However, the failures in consultation rendered the dismissal harsh and unreasonable.

The FWC found that, had proper and meaningful consultation taken place, either the employee or the employer would have suggested the option of the employee reducing her days of work from three to two per week, and that suggestion would have been accepted.

Further, the FWC held that a proper consultation period would have extended the employee’s employment to at least the end of March 2020, at which time the JobKeeper scheme was announced, and the employee would therefore have remained employed and supported by JobKeeper.

The FWC held that an award of compensation to the employee was appropriate in the circumstances. The FWC took into account that, had the employee remained employed, she would have received a higher rate of pay under the JobKeeper scheme and it should therefore calculate any loss that she suffered based on that amount.

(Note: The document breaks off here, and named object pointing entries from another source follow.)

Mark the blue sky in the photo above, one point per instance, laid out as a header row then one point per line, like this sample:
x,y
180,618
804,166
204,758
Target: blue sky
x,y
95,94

The employer argued that, had it not made the employee’s position redundant at the time that it did, her position would have been made redundant shortly thereafter due to the imminent closure of one of its offices at which the employee worked for a portion of her time.

Taking into account the JobKeeper rate of pay and wages paid to the employee between the termination of her employment, and the anticipated redundancy of her position due to the office closure, the FWC calculated the employee’s loss at $3,189.01 and made an order for the employer to pay compensation in that amount to the employee.

Sourced from:Smart Company, Fair Work rules redundancy was harsh and unreasonable, as admin assistant would have been eligible for JobKeeper , by SHANE KOELMEYER (AUGUST 28, 2020)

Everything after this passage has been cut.